(VOYAGER) Study of Avapritinib vs Regorafenib in Patients With Locally Advanced Unresectable or Metastatic GIST

• ClinicalTrials.gov Identifier: NCT03465722
• Recruitment Status: Completed
• First Posted: March 14, 2018
• Results First Posted: May 14, 2021
• Last Update Posted: October 6, 2022
• Sponsor: Blueprint Medicines Corporation
• Information provided by (Responsible Party): Blueprint Medicines Corporation

Tracking Information

• First Submitted Date: March 7, 2018
• First Posted Date: March 14, 2018
• Results First Submitted Date: March 5, 2021
• Results First Posted Date: May 14, 2021
• Last Update Posted Date: October 6, 2022
• Actual Study Start Date: March 26, 2018
• Actual Primary Completion Date: March 9, 2020 (Final data collection date for primary outcome measure)

Current Primary Outcome Measures (submitted: April 23, 2021)

Efficacy of Avapritinib Based on Progression-free Survival (PFS) Determined by Central Radiological Assessment Per Modified Response Evaluation Criteria in Solid Tumors (mRECIST), Version 1.1 [ Time Frame: 24 Months ]

To demonstrate the efficacy of avapritinib based on progression-free survival (PFS) determined by central radiological assessment per modified Response Evaluation Criteria in Solid Tumors (mRECIST), version 1.1 in patients with advanced GIST following 2 or 3 regimens of prior treatment with a tyrosine kinase inhibitor (TKI), including imatinib, compared to patients treated with regorafenib. A progressively growing tumor must meet the following criteria: a) the target lesions must be greater or equal to 2cm in size and be a new GIST active lesion or b) the target lesions must be expanding on at least 2 sequential imaging studies.

Original Primary Outcome Measures (submitted: March 13, 2018)

Efficacy of avapritinib based on progression-free survival (PFS) determined by central radiological assessment per modified Response Evaluation Criteria in Solid Tumors (mRECIST), version 1.1 [ Time Frame: 24 Months ]

To demonstrate the efficacy of avapritinib based on progression-free survival (PFS) determined by central radiological assessment per modified Response Evaluation Criteria in Solid Tumors (mRECIST), version 1.1 in patients with advanced GIST following 2 or 3 regimens of prior treatment with a tyrosine kinase inhibitor (TKI), including imatinib, compared to patients treated with regorafenib

Current Secondary Outcome Measures (submitted: April 23, 2021)
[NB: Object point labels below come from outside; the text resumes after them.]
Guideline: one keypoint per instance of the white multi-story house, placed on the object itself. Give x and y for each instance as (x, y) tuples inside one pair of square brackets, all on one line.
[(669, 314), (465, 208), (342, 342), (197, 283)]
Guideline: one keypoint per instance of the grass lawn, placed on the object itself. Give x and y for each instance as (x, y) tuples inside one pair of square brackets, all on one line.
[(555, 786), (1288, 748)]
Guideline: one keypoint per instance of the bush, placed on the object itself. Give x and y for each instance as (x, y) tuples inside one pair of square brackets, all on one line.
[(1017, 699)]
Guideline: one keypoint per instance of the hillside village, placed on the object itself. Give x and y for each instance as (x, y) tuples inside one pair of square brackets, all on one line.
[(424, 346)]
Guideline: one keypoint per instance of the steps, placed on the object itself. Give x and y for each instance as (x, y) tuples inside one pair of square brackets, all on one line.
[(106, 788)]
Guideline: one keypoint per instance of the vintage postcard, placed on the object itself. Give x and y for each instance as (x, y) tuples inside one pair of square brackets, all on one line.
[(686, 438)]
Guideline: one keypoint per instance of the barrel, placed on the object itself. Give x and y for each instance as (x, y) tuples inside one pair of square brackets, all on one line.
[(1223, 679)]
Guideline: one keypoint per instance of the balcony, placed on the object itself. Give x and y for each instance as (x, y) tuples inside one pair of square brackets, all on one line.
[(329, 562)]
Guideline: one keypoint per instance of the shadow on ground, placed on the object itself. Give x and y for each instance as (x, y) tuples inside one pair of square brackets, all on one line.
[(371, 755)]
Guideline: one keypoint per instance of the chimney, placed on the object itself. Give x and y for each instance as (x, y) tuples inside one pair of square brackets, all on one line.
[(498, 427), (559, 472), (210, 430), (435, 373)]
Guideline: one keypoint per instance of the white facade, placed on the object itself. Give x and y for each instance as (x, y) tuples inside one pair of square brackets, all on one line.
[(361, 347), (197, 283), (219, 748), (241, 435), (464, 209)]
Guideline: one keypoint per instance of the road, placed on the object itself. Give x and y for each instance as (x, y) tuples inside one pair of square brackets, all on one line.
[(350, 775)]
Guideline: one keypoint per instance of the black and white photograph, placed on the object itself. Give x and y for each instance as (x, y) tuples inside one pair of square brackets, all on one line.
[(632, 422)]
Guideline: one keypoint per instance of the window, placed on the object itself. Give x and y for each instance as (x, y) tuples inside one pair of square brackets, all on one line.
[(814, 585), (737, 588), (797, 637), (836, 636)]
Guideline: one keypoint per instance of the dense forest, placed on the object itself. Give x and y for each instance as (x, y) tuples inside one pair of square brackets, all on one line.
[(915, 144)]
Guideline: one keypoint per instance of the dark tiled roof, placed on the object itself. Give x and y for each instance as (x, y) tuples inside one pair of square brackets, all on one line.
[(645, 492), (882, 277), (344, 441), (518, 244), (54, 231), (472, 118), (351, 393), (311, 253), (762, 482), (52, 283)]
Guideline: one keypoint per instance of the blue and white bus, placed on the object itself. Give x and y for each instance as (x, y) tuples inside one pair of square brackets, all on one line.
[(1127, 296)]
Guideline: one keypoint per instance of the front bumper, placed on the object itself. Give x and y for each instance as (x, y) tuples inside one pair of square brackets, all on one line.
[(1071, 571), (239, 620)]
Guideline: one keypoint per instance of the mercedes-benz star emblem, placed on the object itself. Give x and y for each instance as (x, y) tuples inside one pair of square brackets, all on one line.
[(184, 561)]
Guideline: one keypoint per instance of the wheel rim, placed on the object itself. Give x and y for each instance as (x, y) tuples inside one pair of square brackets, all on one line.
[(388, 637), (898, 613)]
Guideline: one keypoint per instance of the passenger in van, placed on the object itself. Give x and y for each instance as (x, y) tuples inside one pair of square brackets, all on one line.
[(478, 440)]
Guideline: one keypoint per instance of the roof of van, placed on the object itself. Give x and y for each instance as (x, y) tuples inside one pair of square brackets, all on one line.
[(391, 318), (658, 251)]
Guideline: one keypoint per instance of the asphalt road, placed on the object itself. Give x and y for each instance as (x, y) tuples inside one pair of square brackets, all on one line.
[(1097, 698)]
• Objective Response Rate (ORR) Determined by Central Radiology Assessment Per mRECIST, Version 1.1 [ Time Frame: 24 Months ]
  To evaluate objective response rate (ORR) determined by central radiology assessment per mRECIST, version 1.1 in patients with advanced GIST treated with avapritinib compared to patients treated with regorafenib. A complete response (CR) per modified Response Evaluation Criteria In Solid Tumors Criteria (RECIST v1.1) is defined as complete disappearance of all target lesions. A partial response (PR) is defined as at least 30% decrease in the sum of diameters of target lesions taking as reference the baseline sum of diameters. Overall Response (OR) = CR + PR
• Overall Survival (OS) in Patients With Advanced GIST Treated With Avapritinib Compared to Patients Treated With Regorafenib [ Time Frame: 24 Months ]
  To evaluate overall survival (OS) in patients with advanced GIST treated with avapritinib compared to patients treated with regorafenib
• European Organisation for Research and Treatment of Cancer Quality of Life (EORTC-QLQ-30). Change in Individual Scores in Patients With Advanced GIST Treated With Avapritinib Compared to Patients Treated With Regorafenib [ Time Frame: Difference between baseline and week 12 of treatment ]
  The Global Health Status Score is derived from question 29 and 30 on the EORTC-QLQ-C30 tool. The change in score was assessed between baseline and week 12 in patients treated with advanced GIST treated with avapritinib compared to patients treated with regorafenib. The Global Health Status Score score range is 0 to 100 with a higher score indicating better global health status. A positive change indicates improvement in global health status.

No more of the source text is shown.